His consciousness faded. His memories were pulled apart one by one and examined and filed away. His daughter's face. Her name. Sarah. Her laugh when he tickled her. The way she said "Daddy" when he came home from training. All of it was absorbed into the ancient thing that had eaten him. His friendship with Chen. The jokes they shared. The way Chen tapped his fingers when he was nervous. His respect for Thorne. The scientist's endless curiosity about rocks. His quiet bond with Petrova. The trust they had built over years of flying together.
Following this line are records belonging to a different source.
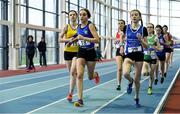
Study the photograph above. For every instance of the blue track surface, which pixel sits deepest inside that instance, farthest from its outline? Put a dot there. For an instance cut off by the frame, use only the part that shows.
(45, 92)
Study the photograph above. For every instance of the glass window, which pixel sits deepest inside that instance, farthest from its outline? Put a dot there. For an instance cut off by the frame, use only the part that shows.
(164, 8)
(153, 19)
(175, 11)
(1, 36)
(50, 20)
(1, 10)
(153, 7)
(73, 7)
(164, 21)
(82, 3)
(23, 14)
(51, 49)
(115, 3)
(74, 1)
(35, 17)
(23, 2)
(50, 5)
(36, 4)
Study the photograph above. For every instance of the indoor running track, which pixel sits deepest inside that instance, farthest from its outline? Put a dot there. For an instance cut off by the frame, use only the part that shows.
(45, 92)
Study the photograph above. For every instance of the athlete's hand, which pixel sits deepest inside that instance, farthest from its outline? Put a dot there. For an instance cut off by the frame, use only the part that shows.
(139, 36)
(116, 41)
(80, 37)
(121, 50)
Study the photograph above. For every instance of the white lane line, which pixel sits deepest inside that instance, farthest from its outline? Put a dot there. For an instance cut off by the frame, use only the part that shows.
(33, 77)
(98, 109)
(65, 98)
(58, 73)
(45, 90)
(161, 103)
(44, 81)
(10, 89)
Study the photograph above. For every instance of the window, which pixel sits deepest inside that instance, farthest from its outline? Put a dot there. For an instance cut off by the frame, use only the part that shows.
(35, 17)
(36, 4)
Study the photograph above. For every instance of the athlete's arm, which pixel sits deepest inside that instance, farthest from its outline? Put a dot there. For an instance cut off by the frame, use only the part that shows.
(62, 37)
(93, 31)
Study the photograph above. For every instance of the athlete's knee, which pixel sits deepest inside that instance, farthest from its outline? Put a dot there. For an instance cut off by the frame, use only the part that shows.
(137, 81)
(126, 74)
(119, 69)
(74, 73)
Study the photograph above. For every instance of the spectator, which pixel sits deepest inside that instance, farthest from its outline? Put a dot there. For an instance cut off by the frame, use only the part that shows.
(42, 52)
(30, 51)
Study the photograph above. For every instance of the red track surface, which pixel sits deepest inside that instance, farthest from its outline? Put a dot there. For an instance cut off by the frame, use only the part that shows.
(173, 102)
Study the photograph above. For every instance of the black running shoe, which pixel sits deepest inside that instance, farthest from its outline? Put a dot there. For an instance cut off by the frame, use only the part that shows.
(118, 88)
(162, 80)
(137, 103)
(165, 74)
(155, 81)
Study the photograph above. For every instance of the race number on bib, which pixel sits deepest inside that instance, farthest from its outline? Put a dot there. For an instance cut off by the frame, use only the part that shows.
(134, 49)
(83, 43)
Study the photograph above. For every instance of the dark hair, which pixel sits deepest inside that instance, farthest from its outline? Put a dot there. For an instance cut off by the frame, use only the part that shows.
(139, 15)
(122, 21)
(72, 11)
(29, 37)
(87, 11)
(152, 25)
(159, 26)
(165, 26)
(67, 13)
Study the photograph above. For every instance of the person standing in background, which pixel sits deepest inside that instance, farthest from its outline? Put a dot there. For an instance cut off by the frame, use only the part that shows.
(42, 52)
(30, 51)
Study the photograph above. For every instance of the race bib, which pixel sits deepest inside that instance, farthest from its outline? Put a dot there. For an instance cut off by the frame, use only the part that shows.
(83, 43)
(118, 45)
(153, 54)
(134, 49)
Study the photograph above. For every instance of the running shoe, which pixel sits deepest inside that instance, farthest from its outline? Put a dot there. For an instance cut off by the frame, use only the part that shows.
(165, 74)
(97, 78)
(129, 88)
(118, 88)
(69, 97)
(79, 103)
(150, 91)
(155, 81)
(162, 80)
(137, 103)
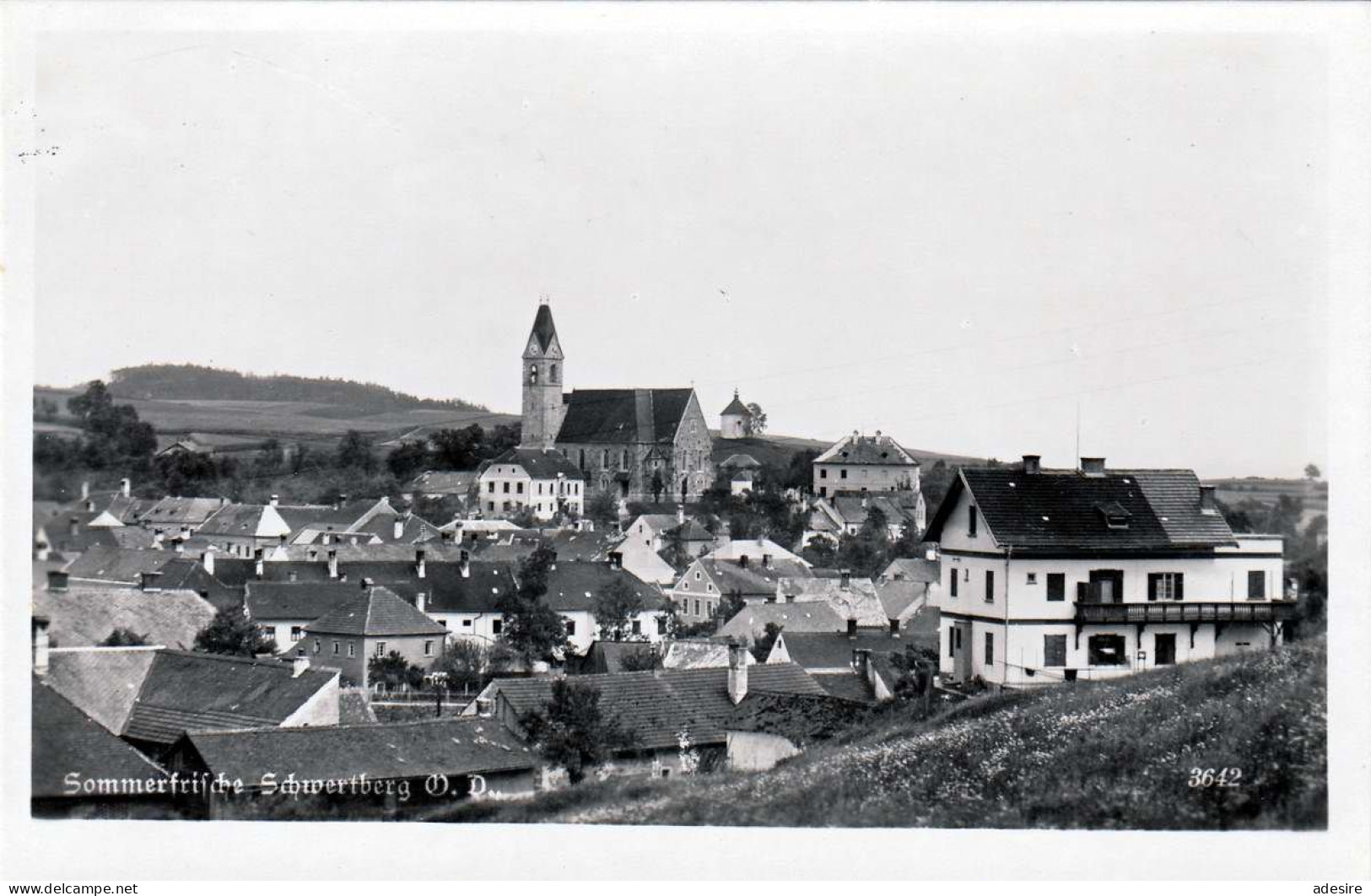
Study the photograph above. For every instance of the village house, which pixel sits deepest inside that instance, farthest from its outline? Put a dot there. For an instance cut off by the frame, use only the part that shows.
(866, 463)
(680, 718)
(375, 623)
(399, 761)
(636, 444)
(537, 481)
(1094, 573)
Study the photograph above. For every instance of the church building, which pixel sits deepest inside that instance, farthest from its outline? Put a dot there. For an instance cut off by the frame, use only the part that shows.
(638, 444)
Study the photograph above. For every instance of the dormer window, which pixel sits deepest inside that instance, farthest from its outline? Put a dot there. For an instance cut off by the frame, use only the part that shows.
(1115, 514)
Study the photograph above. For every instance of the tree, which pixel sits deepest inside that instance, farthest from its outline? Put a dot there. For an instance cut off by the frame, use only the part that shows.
(355, 452)
(124, 637)
(602, 507)
(616, 607)
(408, 459)
(232, 632)
(756, 421)
(394, 670)
(761, 648)
(574, 731)
(530, 626)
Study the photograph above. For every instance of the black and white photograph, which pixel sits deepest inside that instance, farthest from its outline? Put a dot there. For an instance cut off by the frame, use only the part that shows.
(650, 426)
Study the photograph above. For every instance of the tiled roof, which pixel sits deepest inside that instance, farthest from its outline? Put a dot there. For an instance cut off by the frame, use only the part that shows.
(868, 450)
(657, 707)
(541, 463)
(574, 586)
(66, 740)
(834, 650)
(750, 623)
(296, 601)
(401, 750)
(857, 601)
(1061, 510)
(102, 681)
(623, 415)
(188, 511)
(84, 617)
(376, 613)
(186, 691)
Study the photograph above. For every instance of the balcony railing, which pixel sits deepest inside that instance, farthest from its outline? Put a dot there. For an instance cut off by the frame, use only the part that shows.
(1186, 612)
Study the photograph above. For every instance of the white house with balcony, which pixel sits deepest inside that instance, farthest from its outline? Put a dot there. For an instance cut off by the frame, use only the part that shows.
(539, 480)
(1077, 575)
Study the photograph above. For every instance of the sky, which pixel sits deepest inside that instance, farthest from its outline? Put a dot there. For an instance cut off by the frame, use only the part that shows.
(969, 240)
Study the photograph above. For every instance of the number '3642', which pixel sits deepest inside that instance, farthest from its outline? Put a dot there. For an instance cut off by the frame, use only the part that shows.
(1215, 777)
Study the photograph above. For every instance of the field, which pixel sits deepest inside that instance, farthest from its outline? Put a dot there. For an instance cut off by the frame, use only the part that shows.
(1104, 755)
(234, 422)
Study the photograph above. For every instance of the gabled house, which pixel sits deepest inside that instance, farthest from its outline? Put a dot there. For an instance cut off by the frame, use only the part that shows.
(539, 481)
(1094, 573)
(866, 463)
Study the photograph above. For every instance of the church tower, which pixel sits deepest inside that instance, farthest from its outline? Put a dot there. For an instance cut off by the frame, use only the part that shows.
(542, 373)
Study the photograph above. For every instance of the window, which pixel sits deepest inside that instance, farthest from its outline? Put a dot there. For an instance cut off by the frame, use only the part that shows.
(1164, 647)
(1105, 650)
(1166, 586)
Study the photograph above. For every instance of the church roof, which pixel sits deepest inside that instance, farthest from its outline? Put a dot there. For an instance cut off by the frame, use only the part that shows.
(737, 408)
(543, 327)
(623, 415)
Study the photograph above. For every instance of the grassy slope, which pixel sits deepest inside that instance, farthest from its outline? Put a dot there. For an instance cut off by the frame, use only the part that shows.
(1092, 755)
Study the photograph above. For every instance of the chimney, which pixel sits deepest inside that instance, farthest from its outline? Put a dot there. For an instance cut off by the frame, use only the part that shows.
(737, 670)
(40, 645)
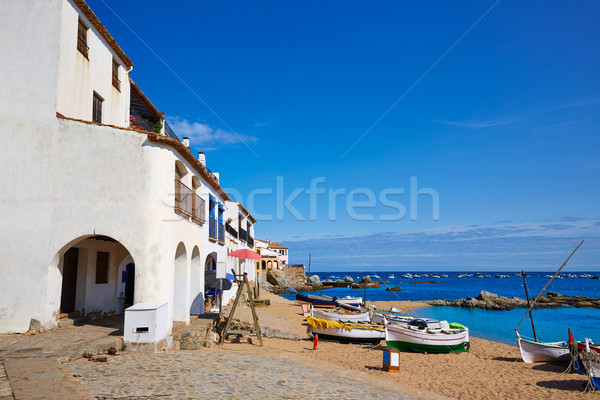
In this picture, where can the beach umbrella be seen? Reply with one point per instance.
(245, 253)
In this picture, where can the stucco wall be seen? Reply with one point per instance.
(79, 77)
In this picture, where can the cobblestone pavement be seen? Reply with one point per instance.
(5, 390)
(219, 374)
(63, 342)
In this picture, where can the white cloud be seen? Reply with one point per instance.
(205, 135)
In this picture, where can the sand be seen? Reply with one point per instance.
(489, 370)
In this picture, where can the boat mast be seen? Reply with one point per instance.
(529, 305)
(547, 284)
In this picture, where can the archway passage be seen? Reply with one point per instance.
(95, 279)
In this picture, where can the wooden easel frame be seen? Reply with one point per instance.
(243, 283)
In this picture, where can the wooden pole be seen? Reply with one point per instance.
(529, 305)
(547, 284)
(308, 274)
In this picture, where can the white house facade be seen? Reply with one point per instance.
(95, 215)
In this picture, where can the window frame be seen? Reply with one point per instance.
(115, 75)
(94, 109)
(82, 30)
(102, 271)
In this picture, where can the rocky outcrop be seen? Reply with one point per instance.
(491, 301)
(279, 281)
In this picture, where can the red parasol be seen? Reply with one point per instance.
(245, 253)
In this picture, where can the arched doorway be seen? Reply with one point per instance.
(180, 285)
(196, 284)
(93, 284)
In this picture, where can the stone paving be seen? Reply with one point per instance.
(219, 374)
(5, 390)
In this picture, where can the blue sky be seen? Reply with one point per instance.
(498, 115)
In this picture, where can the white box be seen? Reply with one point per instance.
(145, 323)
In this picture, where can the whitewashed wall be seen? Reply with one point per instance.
(79, 77)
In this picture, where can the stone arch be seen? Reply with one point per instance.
(180, 285)
(196, 283)
(91, 280)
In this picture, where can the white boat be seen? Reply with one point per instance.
(346, 332)
(343, 300)
(341, 315)
(532, 351)
(428, 340)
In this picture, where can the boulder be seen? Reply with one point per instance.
(487, 296)
(277, 277)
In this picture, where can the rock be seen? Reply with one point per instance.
(487, 296)
(277, 277)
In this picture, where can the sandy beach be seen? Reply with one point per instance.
(489, 370)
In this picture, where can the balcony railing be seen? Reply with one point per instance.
(198, 208)
(183, 198)
(231, 231)
(170, 133)
(221, 233)
(212, 228)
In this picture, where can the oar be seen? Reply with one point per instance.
(547, 284)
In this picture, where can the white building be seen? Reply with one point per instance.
(95, 215)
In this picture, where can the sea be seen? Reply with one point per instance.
(499, 326)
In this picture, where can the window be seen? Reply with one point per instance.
(82, 38)
(102, 258)
(97, 108)
(116, 81)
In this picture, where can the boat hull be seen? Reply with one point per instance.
(354, 335)
(423, 341)
(532, 352)
(333, 316)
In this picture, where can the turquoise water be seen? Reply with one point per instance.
(551, 324)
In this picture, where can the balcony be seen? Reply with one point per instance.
(82, 47)
(231, 231)
(243, 235)
(212, 229)
(198, 209)
(221, 233)
(117, 82)
(183, 199)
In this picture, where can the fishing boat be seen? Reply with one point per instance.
(316, 301)
(453, 338)
(344, 300)
(346, 332)
(342, 315)
(535, 351)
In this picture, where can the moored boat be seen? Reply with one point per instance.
(342, 315)
(452, 339)
(535, 351)
(346, 332)
(316, 301)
Everything that had been Commander Evans—every memory, every thought, every feeling, every hope and fear and dream—all of it was consumed and understood and owned by the creature.

Not a bone remained in the suit. Not a drop of blood. Not a single cell of the man who had walked into the crater. The creature had eaten everything. Skin. Muscle. Fat. Organs. Bones. Teeth. Hair. Every scrap of organic matter had been dissolved and absorbed and converted into more of the creature's own mass.

The spacesuit lay empty on the crater floor.

And then it wasn't empty anymore.

---

The Becoming

The creature flowed into the empty spacesuit like water filling a glass.

It had learned everything from Evans' body. Every bone. Every muscle. Every tendon and ligament and organ. Every curve and angle and proportion. It knew exactly how a human was supposed to be shaped, how they were supposed to move, how they were supposed to exist in their fragile bodies of meat and calcium.

It rebuilt him from the inside out.

New bones formed first. Not real bone, but something close enough to pass inspection. Harder than human bone, more flexible, but shaped exactly the same. A skull with the same slight asymmetry Evans had. A spine with the same curve. A ribcage with the same old fracture on the left side from a training accident years ago. Arms and legs and hands and feet. Every bone that Evans had possessed, recreated perfectly from the creature's own mass.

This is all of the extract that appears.